Kargar, a doctoral student in information sciences and technology, aims to reduce the carbon footprint of data centers by finding more efficient cooling methods for the structures.  

“With Virginia being a hub for over 75% of the world's daily internet traffic, the potential to innovate in cooling solutions, whether through air, liquid, or a hybrid approach, presents a thrilling challenge,” said Kargar, whose dissertation research focuses broadly on two areas, air cooling and liquid cooling. “My aim is to drive forward technologies that not only enhance efficiency but also champion sustainability within this critical infrastructure.” 

By incorporating concepts such as free cooling and evaporative cooling, Kargar aims to minimize energy usage and mitigate environmental impact without compromising cooling system performance. 

Air cooling 

Kargar has challenged conventional data center cooling methods by proposing a solution that harnesses natural elements, such as cold winter air, to enhance cooling efficiency. For example, in a recent award-winning presentation, titled “"Improving Free Cooling Systems for Data Centers,” Kargar demonstrated how the structure of data center buildings can facilitate natural convection, allowing hot air from computer systems to dissipate more effectively.  

Sajad Kargar during CEC's Innovation Week 2024
Sajad Kargar during CEC's Innovation Week 2024

"By making the structure of the data center building itself act as a heat exchanger, we can utilize the cold outside air to cool the interior more efficiently," says Kargar. "This approach not only reduces energy consumption but also minimizes the carbon footprint associated with traditional cooling methods."  

Kargar’s cooling system runs by itself when the temperature outside is cold enough; however, during warmer conditions, the activation of fans and humidifiers is necessary to efficiently manage humidity and air circulation, ensuring the system continues to operate effectively with significantly reduced power consumption compared to conventional systems. 

“The performance of our system is several times better than the best case that is running in the world right now,” said Kargar.
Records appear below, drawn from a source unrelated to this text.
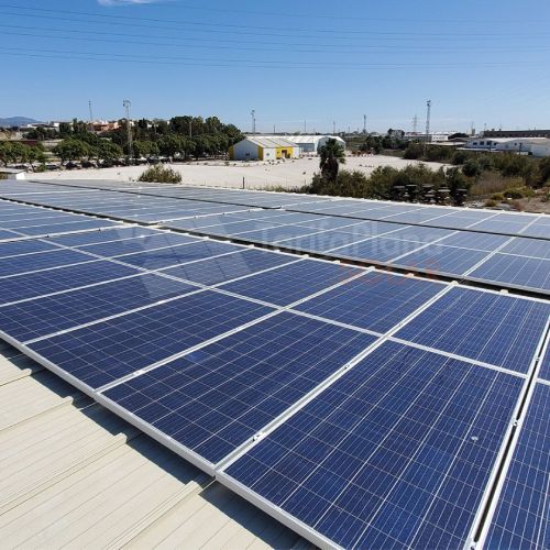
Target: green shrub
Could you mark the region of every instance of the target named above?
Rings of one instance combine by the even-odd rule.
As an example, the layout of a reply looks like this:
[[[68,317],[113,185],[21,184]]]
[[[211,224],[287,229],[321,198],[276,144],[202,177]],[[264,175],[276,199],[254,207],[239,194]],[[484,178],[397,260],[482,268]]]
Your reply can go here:
[[[138,182],[179,184],[182,183],[182,174],[161,164],[155,164],[143,172]]]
Structurally transforming data center buildings into heat exchangers as Kargar suggests would significantly reduce reliance on energy-intensive cooling systems, he explained. 

Liquid cooling 

Recognizing the limitations of air cooling, particularly with the rising density and heat output of modern computing systems, Kargar is also delving into liquid cooling, where he seeks to enhance heat transfer efficiency using micro- and nano-particles.  
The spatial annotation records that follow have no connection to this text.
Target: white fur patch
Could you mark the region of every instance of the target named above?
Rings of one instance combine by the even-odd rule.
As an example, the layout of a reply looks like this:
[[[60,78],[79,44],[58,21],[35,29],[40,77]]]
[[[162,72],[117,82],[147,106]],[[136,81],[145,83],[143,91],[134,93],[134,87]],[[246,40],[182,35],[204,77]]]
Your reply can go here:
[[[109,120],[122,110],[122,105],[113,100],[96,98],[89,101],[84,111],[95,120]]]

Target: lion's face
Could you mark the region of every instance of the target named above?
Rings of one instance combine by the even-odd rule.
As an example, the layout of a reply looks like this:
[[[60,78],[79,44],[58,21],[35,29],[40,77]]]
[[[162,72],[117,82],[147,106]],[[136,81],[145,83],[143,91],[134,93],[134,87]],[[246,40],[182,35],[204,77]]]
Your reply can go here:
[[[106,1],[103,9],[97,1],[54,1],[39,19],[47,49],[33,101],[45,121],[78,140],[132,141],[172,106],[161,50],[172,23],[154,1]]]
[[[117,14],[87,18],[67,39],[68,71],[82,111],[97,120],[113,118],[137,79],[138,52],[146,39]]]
"As computing systems become more dense and powerful, traditional cooling methods are no longer sufficient," Kargar notes. "Liquid cooling offers a promising solution, and my research aims to maximize its effectiveness while minimizing energy consumption." 
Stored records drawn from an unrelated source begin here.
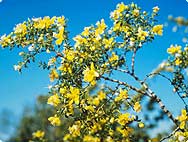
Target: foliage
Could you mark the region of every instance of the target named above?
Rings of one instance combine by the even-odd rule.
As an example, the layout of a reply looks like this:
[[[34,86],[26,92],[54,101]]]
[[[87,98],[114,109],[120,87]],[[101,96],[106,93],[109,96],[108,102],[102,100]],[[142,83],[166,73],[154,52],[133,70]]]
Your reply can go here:
[[[35,61],[37,55],[50,54],[48,62],[39,62],[43,69],[49,70],[52,82],[47,102],[54,106],[55,112],[48,116],[48,120],[57,127],[62,125],[64,117],[73,120],[61,141],[138,141],[134,131],[144,127],[139,113],[143,109],[140,102],[145,96],[158,103],[161,111],[173,121],[177,127],[174,136],[187,139],[187,110],[183,109],[181,116],[174,118],[147,84],[148,77],[153,74],[165,77],[184,101],[182,96],[188,94],[185,78],[187,47],[181,50],[175,45],[168,49],[170,57],[163,66],[171,69],[168,71],[172,78],[163,75],[163,69],[146,75],[146,79],[140,79],[135,73],[138,51],[155,36],[162,36],[163,25],[157,24],[155,19],[158,11],[159,8],[154,7],[148,14],[134,3],[120,3],[110,15],[112,27],[108,27],[104,19],[85,27],[73,38],[74,45],[63,16],[28,19],[18,24],[9,35],[1,37],[3,48],[23,48],[19,54],[23,61],[14,66],[19,72]],[[122,77],[130,76],[135,83],[117,78],[120,73]],[[47,141],[43,131],[33,133],[32,141],[39,140]]]

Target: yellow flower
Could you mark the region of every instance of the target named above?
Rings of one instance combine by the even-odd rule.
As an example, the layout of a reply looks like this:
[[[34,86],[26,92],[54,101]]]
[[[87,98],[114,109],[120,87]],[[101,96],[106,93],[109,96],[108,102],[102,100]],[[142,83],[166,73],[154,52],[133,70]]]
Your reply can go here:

In collaboration with his advisor Jeffrey Moran, Kargar is exploring the intricate dynamics of nanoparticle-infused liquids for optimal heat dissipation. 

In the 2023-24 academic year, Kargar has been on a role: He is the first author on a paper published in the Journal of Molecular Liquids, presented at a conference, passed his comprehensive exams, and defended his thesis proposal, all while managing a heavy courseload, noted Moran. 

For the paper, “Molecular Dynamics Calculations of the Enthalpy of Vaporization for Different Water Models,” Kargar and Moran “investigated the six most common types of water molecule [Surprisingly, there are more than 25 different types of water molecule.] and did calculations to find which one of them is the best for the enthalpy of vaporization, which is also needed for cooling of data centers,” explained Kargar. Enthalpy of vaporization refers to the heat that the molecule absorbs as it changes from a liquid to a gas.  

Practical experiments 

Kargar's work isn't just theoretical; it's poised for practical experimentation soon. With plans to test his air-cooling system at local data centers, Kargar's research is on the brink of real-world implementation. His innovative solutions offer a glimpse into a more sustainable future, where data centers operate with a significantly reduced environmental footprint while maintaining peak performance.